In the midst of this fine summer, I look out our home’s many floor-to-ceiling windows and I am astounded by all the thriving, mature plantings that have settled comfortably into the landscape. “When did they grow to be so tall?” Most remarkably, with only a very few, truly hot days, even spring wildflowers such as Solomon’s Seal and ornamental trees such as the flourishing, weeping katsura are retaining both their green color and their leaves much longer than usual, making for many layers of infinite shades of green. Foliage is growing vigorously enough and everywhere that the main tasks are to remove it from obliterating massive rocks and to prune as high as possible so that smaller, newer plants can have access to more sunlight.
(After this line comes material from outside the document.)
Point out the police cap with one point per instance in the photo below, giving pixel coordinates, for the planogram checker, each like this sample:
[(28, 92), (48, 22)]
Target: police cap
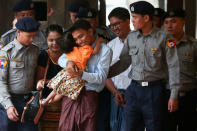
[(75, 5), (86, 13), (142, 7), (23, 5), (159, 12), (27, 24), (175, 13)]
Otherwise, there is hardly anything to do in the garden, really, except that I can never resist fiddling with plenty good enough, trying something different and completing projects. But those are just rationale. When it comes right down to it, I much prefer working in the garden than any other form of physical exercise, although walking and hiking are always a strong draw if I can find the time for those as well. I am privileged and old enough that I don’t worry so much anymore about the day’s agenda, but I let the gardens tell me what to do. I finally have learned the lesson I was given by a good friend and fellow musician many years ago when I complained that I went out for a few minutes and came back into the house hours later having achieved none of what I had intended: “But, Theresa, that is the whole point of a garden—to dither, to be lead astray.” Indeed.